By Raffique Shah
February 22, 2025
Now more than ever, I am convinced that this society is so steeped in corrupt practices that no one can claim to not know what has been happening for 50-60, whatever, years. So confident am I in laying this charge of universal theft, banditry, if my editors will only agree, I shall pronounce that in this jurisdiction, everyone is presumed guilty unless or until he can prove innocence.
I know I risk the establishment coming after my Parkinson’s-ridden frame, when those who have the powers to so do deem it necessary to lock up my old self. But at this stage in my life, or what is left of it, I couldn’t be bothered. The truth has always been there staring us in the face, kicking us in our behinds, suffocating us in manure.
Stark reality is that we do not wish to see ourselves in the mirror every day, hundreds of times a day, committing felonies. Felonies that are committed casually day to day almost nonchalantly. I was struck by a seismic boulder, a blow that carried an overdose of reality that ought to have driven me to shame. But I felt nothing. I had opted to remain silent for yet another time in my near-80 years on earth.
As evil people plundered the public purse, their greedy, grubby hands soiled everything they touched around them. Was it any surprise that these matters that were listed in courts across the country would stay submerged even as many youths of the nation are jailed or shot dead for crimes such as robberies, home invasions, and murders were dispatched at a pace that better suited our values.
If we dare ask why, matters such as “brand thievery”, syphoning huge sums of money intended for public works ended up in the bank accounts of persons who are no better than the gun-toting bandits, who make our lives miserable every day, we’d be told the wheels of justice turn very slowly. They do indeed.
In Alexandre Dumas’ The Count of Monte Cristo, he dug his way out of the island prison to freedom by removing hundreds of tonnes of dirt using a spoon. If I didn’t know the count would eventually free himself and execute unconventional justice against those who put him in the dungeon, I would steups and mutter two to three cuss words.
The overlords of the system shoot us mortals with bullets of excreta, never allowing us the freedom to criticise, far less the right to ridicule them for making a mockery of justice.
There are cases where men and women who formed the government from as far back as when the Piarco airport project was undertaken at the turn of the century…in America, several of these bandits have been jailed, fined, had their properties confiscated and served time.
In T&T their accomplices enjoy the luxury of riding into the sunsets, never having justice delivered. Sure, some of them from that 2001 multi-million-dollar caper have died but other wretches smoke themselves to sleep with the best ganja money can buy. So slick were these thieves that they acquired property in “foreign” using their ill-begotten loot.
Between the Piarco airport racket (around year 2000) and the ensuing governments that looted the Treasury almost at will, not one person has been jailed for anything. No one has even been fined, such is the bureaucracy of the justice system. Indeed to its discredit, these bandits-on-high take a perverse delight in rubbing our faces in their mess.

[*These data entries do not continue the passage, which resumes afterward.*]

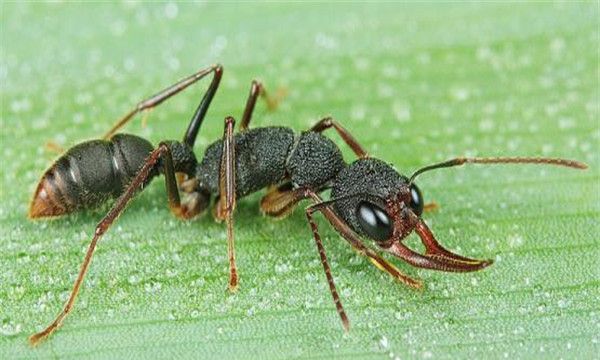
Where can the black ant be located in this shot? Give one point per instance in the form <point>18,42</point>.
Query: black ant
<point>368,197</point>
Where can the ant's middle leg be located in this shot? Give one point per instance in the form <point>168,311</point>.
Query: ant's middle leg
<point>227,194</point>
<point>256,89</point>
<point>174,89</point>
<point>329,122</point>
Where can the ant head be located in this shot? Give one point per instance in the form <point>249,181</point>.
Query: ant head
<point>376,201</point>
<point>379,203</point>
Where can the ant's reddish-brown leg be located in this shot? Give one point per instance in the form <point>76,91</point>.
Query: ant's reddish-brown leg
<point>174,89</point>
<point>146,171</point>
<point>329,122</point>
<point>332,288</point>
<point>227,194</point>
<point>256,89</point>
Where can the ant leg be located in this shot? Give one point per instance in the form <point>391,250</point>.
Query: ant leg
<point>145,172</point>
<point>54,147</point>
<point>332,288</point>
<point>227,193</point>
<point>431,206</point>
<point>281,200</point>
<point>256,89</point>
<point>329,122</point>
<point>174,89</point>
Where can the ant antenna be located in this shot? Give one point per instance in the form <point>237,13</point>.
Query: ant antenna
<point>500,160</point>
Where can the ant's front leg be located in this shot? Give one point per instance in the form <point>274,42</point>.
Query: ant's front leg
<point>227,194</point>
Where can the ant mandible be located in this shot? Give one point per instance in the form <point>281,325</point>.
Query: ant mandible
<point>368,197</point>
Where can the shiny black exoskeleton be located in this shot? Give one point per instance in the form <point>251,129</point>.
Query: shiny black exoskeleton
<point>369,198</point>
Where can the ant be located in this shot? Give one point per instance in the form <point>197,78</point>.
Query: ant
<point>369,198</point>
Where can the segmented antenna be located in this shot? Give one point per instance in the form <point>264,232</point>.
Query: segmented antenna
<point>500,160</point>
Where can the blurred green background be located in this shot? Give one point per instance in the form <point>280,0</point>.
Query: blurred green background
<point>416,83</point>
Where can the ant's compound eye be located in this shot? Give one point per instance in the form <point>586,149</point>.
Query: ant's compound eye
<point>416,203</point>
<point>374,221</point>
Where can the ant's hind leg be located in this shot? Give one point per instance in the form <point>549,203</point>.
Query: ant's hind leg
<point>329,122</point>
<point>227,194</point>
<point>146,171</point>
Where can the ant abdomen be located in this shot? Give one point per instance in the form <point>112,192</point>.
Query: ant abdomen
<point>88,174</point>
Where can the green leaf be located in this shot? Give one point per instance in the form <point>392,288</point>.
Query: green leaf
<point>415,84</point>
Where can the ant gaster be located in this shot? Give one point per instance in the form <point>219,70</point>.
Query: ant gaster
<point>368,197</point>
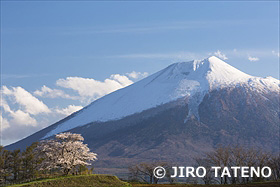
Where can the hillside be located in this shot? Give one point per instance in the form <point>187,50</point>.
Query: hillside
<point>176,114</point>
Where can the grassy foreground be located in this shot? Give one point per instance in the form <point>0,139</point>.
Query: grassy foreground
<point>78,181</point>
<point>261,184</point>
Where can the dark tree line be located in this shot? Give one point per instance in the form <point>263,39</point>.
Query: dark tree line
<point>18,166</point>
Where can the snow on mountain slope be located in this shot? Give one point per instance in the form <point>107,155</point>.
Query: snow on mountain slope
<point>186,79</point>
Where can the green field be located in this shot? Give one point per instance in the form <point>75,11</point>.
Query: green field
<point>263,184</point>
<point>78,181</point>
<point>99,180</point>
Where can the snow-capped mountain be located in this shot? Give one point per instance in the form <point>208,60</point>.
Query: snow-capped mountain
<point>175,114</point>
<point>187,79</point>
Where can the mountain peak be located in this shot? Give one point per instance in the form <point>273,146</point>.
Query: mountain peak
<point>189,80</point>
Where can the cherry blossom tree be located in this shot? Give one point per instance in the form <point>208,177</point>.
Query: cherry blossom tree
<point>66,152</point>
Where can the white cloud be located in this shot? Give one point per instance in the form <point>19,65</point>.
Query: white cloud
<point>22,118</point>
<point>4,123</point>
<point>177,56</point>
<point>253,59</point>
<point>137,75</point>
<point>26,100</point>
<point>276,53</point>
<point>220,55</point>
<point>68,110</point>
<point>52,93</point>
<point>91,89</point>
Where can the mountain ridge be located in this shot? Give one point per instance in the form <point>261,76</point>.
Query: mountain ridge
<point>184,79</point>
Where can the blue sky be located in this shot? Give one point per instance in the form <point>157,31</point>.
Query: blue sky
<point>69,43</point>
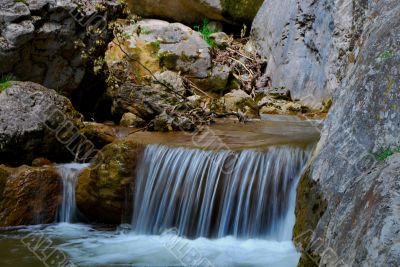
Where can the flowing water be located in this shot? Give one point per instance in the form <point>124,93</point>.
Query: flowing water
<point>248,194</point>
<point>193,207</point>
<point>69,174</point>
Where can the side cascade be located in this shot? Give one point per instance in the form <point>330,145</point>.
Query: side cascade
<point>247,194</point>
<point>69,174</point>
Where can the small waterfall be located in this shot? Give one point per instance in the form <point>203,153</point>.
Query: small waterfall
<point>69,174</point>
<point>215,194</point>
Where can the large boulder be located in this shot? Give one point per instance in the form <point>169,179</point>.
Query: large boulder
<point>146,101</point>
<point>153,45</point>
<point>35,122</point>
<point>356,167</point>
<point>105,190</point>
<point>38,37</point>
<point>192,12</point>
<point>30,195</point>
<point>311,45</point>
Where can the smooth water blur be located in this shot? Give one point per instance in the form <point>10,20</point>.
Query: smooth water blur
<point>247,194</point>
<point>69,174</point>
<point>86,246</point>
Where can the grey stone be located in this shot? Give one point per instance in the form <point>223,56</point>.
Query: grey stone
<point>18,34</point>
<point>131,120</point>
<point>231,11</point>
<point>220,39</point>
<point>10,13</point>
<point>30,118</point>
<point>361,222</point>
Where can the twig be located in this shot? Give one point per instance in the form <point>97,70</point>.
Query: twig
<point>147,69</point>
<point>244,66</point>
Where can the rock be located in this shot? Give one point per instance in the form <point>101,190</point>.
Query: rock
<point>145,102</point>
<point>231,99</point>
<point>194,98</point>
<point>99,134</point>
<point>270,110</point>
<point>104,192</point>
<point>35,122</point>
<point>220,39</point>
<point>30,196</point>
<point>11,11</point>
<point>162,123</point>
<point>279,93</point>
<point>40,162</point>
<point>5,172</point>
<point>360,225</point>
<point>131,120</point>
<point>292,107</point>
<point>158,44</point>
<point>217,81</point>
<point>308,45</point>
<point>37,40</point>
<point>159,94</point>
<point>232,11</point>
<point>18,34</point>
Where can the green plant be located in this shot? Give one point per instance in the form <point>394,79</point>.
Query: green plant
<point>5,82</point>
<point>205,30</point>
<point>384,153</point>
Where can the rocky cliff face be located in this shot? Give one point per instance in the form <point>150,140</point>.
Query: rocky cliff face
<point>35,122</point>
<point>191,12</point>
<point>353,166</point>
<point>311,45</point>
<point>38,39</point>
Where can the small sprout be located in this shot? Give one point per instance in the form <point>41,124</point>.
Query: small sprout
<point>5,82</point>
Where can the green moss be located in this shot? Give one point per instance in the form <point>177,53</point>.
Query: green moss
<point>384,153</point>
<point>206,31</point>
<point>5,82</point>
<point>167,59</point>
<point>310,206</point>
<point>249,103</point>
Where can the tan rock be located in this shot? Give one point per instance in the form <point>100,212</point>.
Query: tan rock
<point>30,195</point>
<point>104,193</point>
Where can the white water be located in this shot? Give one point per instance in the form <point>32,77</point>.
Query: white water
<point>88,247</point>
<point>237,209</point>
<point>249,194</point>
<point>69,174</point>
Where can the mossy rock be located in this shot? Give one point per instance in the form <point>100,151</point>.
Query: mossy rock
<point>30,195</point>
<point>105,190</point>
<point>310,206</point>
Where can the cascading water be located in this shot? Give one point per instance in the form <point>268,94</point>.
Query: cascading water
<point>69,174</point>
<point>243,200</point>
<point>248,194</point>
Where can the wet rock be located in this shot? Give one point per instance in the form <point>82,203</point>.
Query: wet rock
<point>18,34</point>
<point>233,11</point>
<point>220,39</point>
<point>99,134</point>
<point>217,80</point>
<point>11,11</point>
<point>40,162</point>
<point>147,101</point>
<point>35,122</point>
<point>279,93</point>
<point>37,40</point>
<point>104,191</point>
<point>131,120</point>
<point>358,181</point>
<point>30,196</point>
<point>231,99</point>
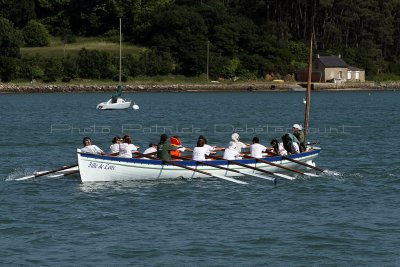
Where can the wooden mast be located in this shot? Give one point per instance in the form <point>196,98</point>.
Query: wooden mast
<point>307,111</point>
<point>120,51</point>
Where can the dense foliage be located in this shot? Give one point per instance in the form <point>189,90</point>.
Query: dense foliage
<point>240,38</point>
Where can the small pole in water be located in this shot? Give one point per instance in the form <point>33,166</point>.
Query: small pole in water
<point>307,111</point>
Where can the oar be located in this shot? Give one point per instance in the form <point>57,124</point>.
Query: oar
<point>261,170</point>
<point>232,170</point>
<point>46,173</point>
<point>299,162</point>
<point>65,173</point>
<point>281,166</point>
<point>203,172</point>
<point>194,170</point>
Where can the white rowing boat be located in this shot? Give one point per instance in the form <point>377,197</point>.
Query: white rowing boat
<point>119,103</point>
<point>98,168</point>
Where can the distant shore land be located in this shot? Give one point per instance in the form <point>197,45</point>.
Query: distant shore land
<point>195,87</point>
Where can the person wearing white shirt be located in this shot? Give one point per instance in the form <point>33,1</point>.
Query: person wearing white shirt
<point>231,153</point>
<point>278,148</point>
<point>151,149</point>
<point>90,148</point>
<point>126,148</point>
<point>200,151</point>
<point>114,148</point>
<point>212,149</point>
<point>256,149</point>
<point>239,145</point>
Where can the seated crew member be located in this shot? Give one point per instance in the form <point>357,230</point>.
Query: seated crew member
<point>256,149</point>
<point>200,151</point>
<point>231,152</point>
<point>164,148</point>
<point>126,148</point>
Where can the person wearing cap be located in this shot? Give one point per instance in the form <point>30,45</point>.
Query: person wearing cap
<point>239,145</point>
<point>256,149</point>
<point>126,148</point>
<point>231,152</point>
<point>290,143</point>
<point>90,148</point>
<point>212,149</point>
<point>277,148</point>
<point>164,148</point>
<point>298,132</point>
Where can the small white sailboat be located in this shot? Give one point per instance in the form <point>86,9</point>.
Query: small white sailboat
<point>116,101</point>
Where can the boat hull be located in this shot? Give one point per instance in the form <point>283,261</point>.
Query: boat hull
<point>120,104</point>
<point>97,168</point>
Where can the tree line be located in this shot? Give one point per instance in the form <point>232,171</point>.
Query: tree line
<point>238,38</point>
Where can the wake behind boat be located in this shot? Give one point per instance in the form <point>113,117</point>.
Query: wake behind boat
<point>99,168</point>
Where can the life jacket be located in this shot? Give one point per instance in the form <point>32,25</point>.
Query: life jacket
<point>175,142</point>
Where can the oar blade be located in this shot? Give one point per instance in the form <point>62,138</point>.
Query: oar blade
<point>331,173</point>
<point>311,174</point>
<point>259,176</point>
<point>228,179</point>
<point>285,176</point>
<point>25,178</point>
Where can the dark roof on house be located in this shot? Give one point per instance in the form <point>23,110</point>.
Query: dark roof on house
<point>332,62</point>
<point>354,68</point>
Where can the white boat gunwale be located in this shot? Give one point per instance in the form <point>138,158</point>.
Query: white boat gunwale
<point>102,168</point>
<point>191,163</point>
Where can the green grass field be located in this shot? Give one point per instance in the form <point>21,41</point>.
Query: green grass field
<point>58,49</point>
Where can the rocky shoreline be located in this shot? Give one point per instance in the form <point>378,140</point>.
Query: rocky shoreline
<point>212,87</point>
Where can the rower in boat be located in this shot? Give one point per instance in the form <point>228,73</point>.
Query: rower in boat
<point>126,148</point>
<point>298,132</point>
<point>231,152</point>
<point>164,148</point>
<point>200,151</point>
<point>176,141</point>
<point>256,149</point>
<point>239,145</point>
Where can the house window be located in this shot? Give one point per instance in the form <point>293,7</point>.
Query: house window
<point>357,75</point>
<point>349,75</point>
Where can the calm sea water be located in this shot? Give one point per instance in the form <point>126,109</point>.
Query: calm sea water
<point>351,219</point>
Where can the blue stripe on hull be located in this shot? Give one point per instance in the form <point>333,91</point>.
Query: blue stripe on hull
<point>193,163</point>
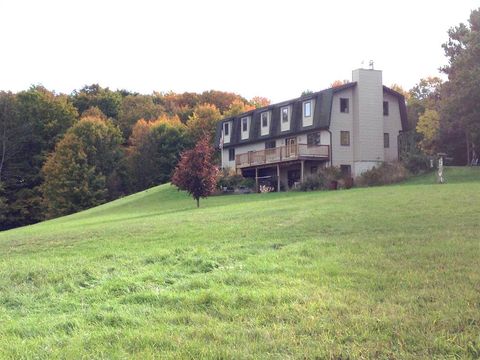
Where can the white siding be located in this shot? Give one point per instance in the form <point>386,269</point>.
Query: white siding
<point>285,125</point>
<point>245,134</point>
<point>368,109</point>
<point>226,138</point>
<point>307,121</point>
<point>241,149</point>
<point>342,155</point>
<point>392,124</point>
<point>265,130</point>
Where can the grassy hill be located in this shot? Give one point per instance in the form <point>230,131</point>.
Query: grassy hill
<point>387,272</point>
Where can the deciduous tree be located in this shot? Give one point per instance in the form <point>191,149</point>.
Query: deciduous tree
<point>428,126</point>
<point>460,112</point>
<point>71,182</point>
<point>203,122</point>
<point>196,172</point>
<point>154,151</point>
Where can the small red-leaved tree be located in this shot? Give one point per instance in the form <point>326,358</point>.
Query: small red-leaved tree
<point>195,172</point>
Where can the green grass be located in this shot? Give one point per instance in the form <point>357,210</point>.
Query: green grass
<point>385,272</point>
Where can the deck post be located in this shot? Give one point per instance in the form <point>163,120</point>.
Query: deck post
<point>278,178</point>
<point>302,170</point>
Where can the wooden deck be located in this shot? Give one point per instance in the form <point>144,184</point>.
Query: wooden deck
<point>282,154</point>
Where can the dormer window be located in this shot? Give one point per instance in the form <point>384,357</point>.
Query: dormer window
<point>265,123</point>
<point>245,127</point>
<point>285,115</point>
<point>344,105</point>
<point>264,119</point>
<point>307,108</point>
<point>226,131</point>
<point>285,118</point>
<point>307,119</point>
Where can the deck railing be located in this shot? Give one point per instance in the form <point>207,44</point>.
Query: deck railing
<point>282,153</point>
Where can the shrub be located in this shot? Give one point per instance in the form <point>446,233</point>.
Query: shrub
<point>228,179</point>
<point>416,163</point>
<point>387,173</point>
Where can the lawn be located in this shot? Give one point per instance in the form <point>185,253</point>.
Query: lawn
<point>384,272</point>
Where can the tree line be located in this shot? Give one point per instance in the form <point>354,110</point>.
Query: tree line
<point>444,116</point>
<point>60,154</point>
<point>63,153</point>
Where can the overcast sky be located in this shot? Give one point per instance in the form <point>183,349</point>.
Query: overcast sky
<point>274,49</point>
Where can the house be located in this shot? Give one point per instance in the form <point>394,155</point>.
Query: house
<point>354,126</point>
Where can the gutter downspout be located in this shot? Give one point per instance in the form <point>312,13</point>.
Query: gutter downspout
<point>330,148</point>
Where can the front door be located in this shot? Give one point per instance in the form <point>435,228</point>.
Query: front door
<point>290,147</point>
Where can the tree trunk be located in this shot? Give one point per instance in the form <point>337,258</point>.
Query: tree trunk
<point>468,149</point>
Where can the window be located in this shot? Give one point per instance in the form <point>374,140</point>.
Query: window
<point>346,170</point>
<point>264,119</point>
<point>344,105</point>
<point>285,114</point>
<point>313,139</point>
<point>345,138</point>
<point>270,144</point>
<point>244,124</point>
<point>307,109</point>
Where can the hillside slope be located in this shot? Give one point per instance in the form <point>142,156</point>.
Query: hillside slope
<point>381,272</point>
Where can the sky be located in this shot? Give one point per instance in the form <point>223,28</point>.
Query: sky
<point>275,49</point>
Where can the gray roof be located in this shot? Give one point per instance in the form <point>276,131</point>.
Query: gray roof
<point>321,117</point>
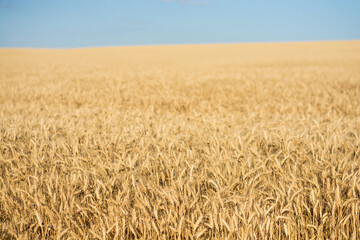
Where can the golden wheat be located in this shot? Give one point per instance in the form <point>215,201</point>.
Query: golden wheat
<point>238,141</point>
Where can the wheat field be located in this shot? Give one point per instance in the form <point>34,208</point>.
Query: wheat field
<point>227,141</point>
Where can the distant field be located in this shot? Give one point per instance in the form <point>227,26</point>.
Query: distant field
<point>237,141</point>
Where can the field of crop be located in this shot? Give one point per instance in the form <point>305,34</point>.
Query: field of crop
<point>237,141</point>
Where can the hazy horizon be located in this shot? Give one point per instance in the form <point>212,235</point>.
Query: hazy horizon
<point>86,24</point>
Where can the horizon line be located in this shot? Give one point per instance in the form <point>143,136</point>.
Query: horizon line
<point>180,44</point>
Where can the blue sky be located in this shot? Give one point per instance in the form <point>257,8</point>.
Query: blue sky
<point>87,23</point>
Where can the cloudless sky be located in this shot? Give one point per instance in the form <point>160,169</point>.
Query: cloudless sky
<point>86,23</point>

Worse than that, they used the legal architecture of antiquity that they cleverly strapped to our laws that ridiculously allow them to appeal judgments and orders on a sentence-by-sentence basis that threads into the sublime. Can you believe this? These thieves, by filing challenges word after word against laws that they would have inserted into our system, take almost every sentence challenging them to as high as the Privy Council.
The good lords then send them back to the High Court in Trinidad where round and round, and again and again, they use monies looted from us to buy more time, wining in our faces. And, we, the people, laugh and jump and wine with them, especially at Carnival time, which proves my theory that we are as guilty as they are.
We know that several things are rotten in the State but we do not have the fortitude nor the commitment to pursue radical changes in the judicature. We citizens have become part of the problem of delayed justice. That is the biggest stumbling block when dealing with crime. For as long as we remain cowards we shall suffer needlessly at the hands of every white-collar criminal you can think of.